PIOUS EVENINGS, by                     Poet's Biography
First Line: To farthest off the sun at setting sheds
Last Line: Of which we cannot see the towering stem.
Subject(s): Calm; Evening; Silence; Placid; Undisturbed; Tranquility; Sunset; Twilight


To farthest off the sun at setting sheds
The haircloth of its silence and its calm;
On Byzantine backgrounds carefully it spreads
All things as clearly as a quiet psalm.

The downpour slashed the air with blades of hail
And now the heavens shine like a sanctuary;
It is the hour when the western fires fail,
When the day's gold and the twilight's silver vary.

Nothing stirs on the horizon, unless it be
An infinite giant march of oaks in the gloom,
Stretching beyond the farms one just can see,
Along the fallow fields and the corners of broom.

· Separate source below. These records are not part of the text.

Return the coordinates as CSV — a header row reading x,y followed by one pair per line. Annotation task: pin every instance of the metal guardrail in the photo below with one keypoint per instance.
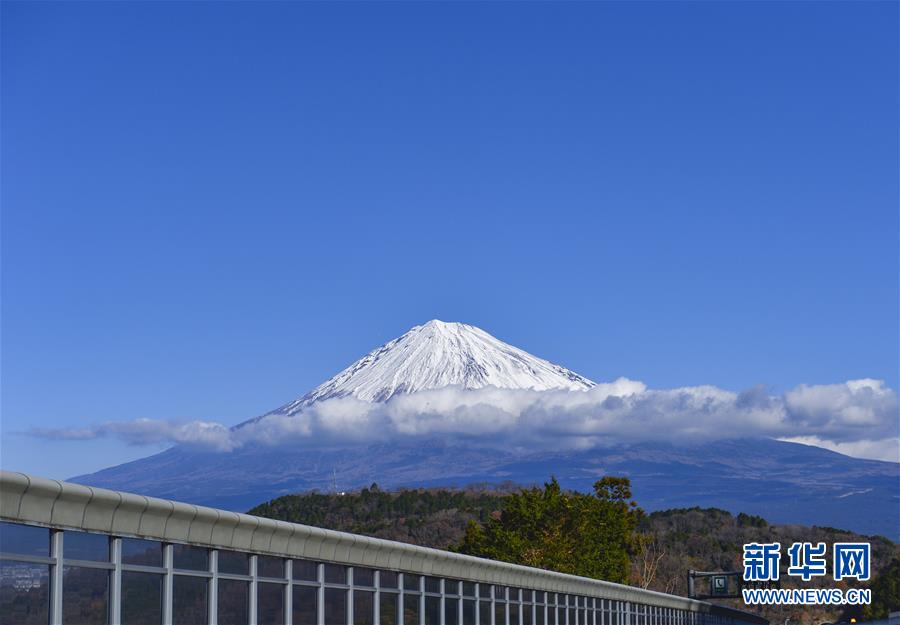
x,y
64,506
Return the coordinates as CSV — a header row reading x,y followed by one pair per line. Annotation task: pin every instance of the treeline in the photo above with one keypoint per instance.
x,y
602,534
432,517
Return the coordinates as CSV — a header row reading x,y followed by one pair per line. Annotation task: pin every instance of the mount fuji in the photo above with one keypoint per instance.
x,y
783,482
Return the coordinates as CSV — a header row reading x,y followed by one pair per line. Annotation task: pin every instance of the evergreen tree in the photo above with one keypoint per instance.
x,y
569,532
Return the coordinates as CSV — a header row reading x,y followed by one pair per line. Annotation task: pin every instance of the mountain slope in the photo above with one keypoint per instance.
x,y
783,481
439,354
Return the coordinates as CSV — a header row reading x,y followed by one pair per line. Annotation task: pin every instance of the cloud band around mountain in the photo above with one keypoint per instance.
x,y
857,417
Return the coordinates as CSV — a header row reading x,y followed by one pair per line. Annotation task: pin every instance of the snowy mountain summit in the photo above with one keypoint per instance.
x,y
439,354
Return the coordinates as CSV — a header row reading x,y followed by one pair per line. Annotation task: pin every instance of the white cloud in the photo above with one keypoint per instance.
x,y
858,417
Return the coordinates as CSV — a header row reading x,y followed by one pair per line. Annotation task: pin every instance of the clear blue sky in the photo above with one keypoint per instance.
x,y
207,209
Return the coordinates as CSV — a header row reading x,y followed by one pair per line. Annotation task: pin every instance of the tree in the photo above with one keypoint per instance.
x,y
569,532
885,595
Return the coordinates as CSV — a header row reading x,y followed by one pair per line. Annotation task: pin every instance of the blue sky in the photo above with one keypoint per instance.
x,y
208,209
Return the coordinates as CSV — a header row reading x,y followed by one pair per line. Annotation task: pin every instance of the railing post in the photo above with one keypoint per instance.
x,y
212,613
289,592
56,577
168,584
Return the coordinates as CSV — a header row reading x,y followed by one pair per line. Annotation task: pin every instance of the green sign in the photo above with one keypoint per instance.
x,y
719,584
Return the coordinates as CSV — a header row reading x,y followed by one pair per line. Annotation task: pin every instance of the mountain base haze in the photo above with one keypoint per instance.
x,y
784,482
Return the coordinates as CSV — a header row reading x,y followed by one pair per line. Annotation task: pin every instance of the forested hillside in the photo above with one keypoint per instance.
x,y
666,544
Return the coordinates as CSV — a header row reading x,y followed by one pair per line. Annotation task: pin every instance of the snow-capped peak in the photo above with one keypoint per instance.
x,y
438,354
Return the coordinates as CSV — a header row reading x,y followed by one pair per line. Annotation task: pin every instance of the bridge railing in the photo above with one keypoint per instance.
x,y
73,554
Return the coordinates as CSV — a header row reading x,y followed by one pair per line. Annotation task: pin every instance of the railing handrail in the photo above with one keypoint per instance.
x,y
64,505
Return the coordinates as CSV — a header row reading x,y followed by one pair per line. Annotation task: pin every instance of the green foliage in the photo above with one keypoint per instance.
x,y
433,517
564,531
885,595
751,520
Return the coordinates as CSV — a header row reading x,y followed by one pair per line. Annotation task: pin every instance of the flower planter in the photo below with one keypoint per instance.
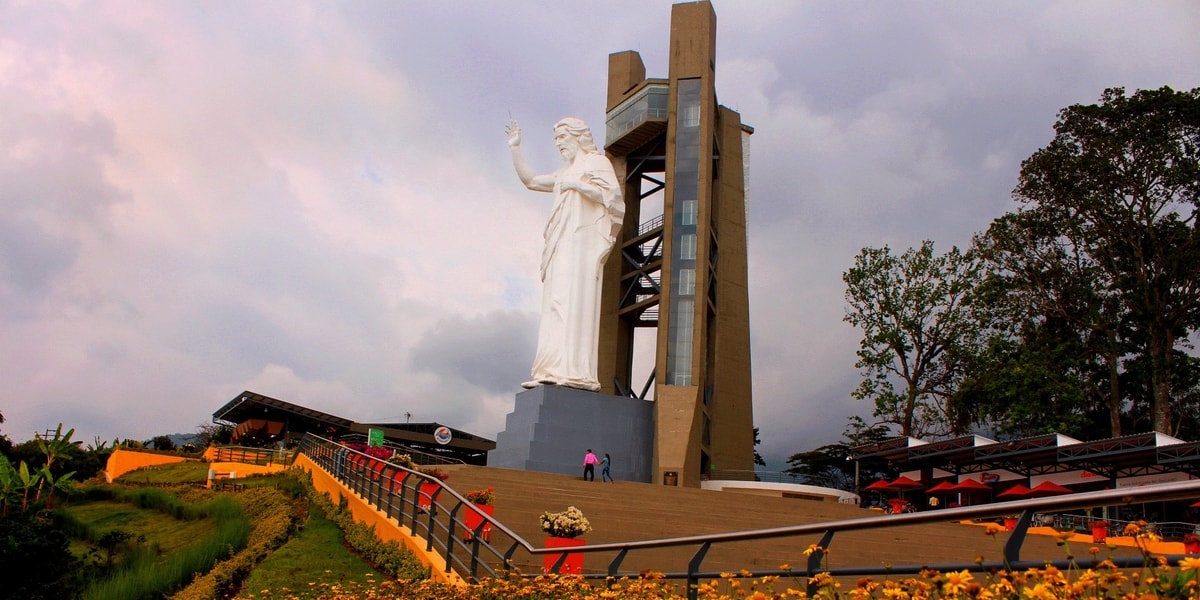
x,y
425,498
473,516
574,562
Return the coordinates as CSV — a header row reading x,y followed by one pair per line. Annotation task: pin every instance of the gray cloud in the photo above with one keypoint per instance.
x,y
315,201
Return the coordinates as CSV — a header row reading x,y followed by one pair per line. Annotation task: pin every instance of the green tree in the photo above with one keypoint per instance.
x,y
919,333
1105,235
834,465
757,457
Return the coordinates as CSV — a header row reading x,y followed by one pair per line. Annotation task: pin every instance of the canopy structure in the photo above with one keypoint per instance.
x,y
1048,489
880,486
941,487
971,485
1017,491
259,420
904,483
1128,456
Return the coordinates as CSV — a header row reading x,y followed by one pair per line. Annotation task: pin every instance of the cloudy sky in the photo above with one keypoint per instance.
x,y
315,201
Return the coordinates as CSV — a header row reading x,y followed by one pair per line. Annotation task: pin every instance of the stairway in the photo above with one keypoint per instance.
x,y
630,511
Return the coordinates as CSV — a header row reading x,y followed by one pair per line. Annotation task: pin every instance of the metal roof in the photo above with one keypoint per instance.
x,y
1139,454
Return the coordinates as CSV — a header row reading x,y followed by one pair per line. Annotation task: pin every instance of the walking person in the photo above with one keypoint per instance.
x,y
589,466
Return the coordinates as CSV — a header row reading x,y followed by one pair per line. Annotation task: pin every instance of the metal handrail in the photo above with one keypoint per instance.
x,y
694,573
247,455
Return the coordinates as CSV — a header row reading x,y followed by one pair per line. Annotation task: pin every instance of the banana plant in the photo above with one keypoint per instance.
x,y
53,447
7,484
28,480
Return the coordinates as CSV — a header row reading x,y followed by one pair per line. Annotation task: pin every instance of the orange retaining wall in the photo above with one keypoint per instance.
x,y
385,527
123,461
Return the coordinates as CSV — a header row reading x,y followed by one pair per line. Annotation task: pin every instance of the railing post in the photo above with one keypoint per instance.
x,y
1017,538
694,569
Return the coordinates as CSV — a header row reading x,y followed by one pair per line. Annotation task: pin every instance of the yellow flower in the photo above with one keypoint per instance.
x,y
957,582
1041,592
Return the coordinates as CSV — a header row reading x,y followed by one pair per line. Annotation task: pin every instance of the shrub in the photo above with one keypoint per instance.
x,y
35,561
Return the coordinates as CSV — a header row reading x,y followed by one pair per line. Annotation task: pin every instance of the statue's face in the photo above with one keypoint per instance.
x,y
568,145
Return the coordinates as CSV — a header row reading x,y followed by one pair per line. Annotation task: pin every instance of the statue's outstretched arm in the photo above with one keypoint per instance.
x,y
531,180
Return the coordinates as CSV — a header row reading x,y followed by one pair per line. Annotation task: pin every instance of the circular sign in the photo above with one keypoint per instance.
x,y
442,435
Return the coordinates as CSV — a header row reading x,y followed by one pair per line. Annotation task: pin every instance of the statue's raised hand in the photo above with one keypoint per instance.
x,y
514,132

The trees move on—as mortuary friars
Pass by, and twilight weighs upon their bands,
As the long troop of penitents aspires
On pilgrimage to ancient holy lands.

And as the road leads upward to the sky,
Where the setting sun far peony petals strews,
To see those long bare trees, to see those monks pass by,
You'd say they were setting out tonight, by twos,

Toward their God who fills the heavens with sprinkled gold;
And the stars, gleaming high ahead of them,
Are each the light of a candle that they hold
Of which we cannot see the towering stem.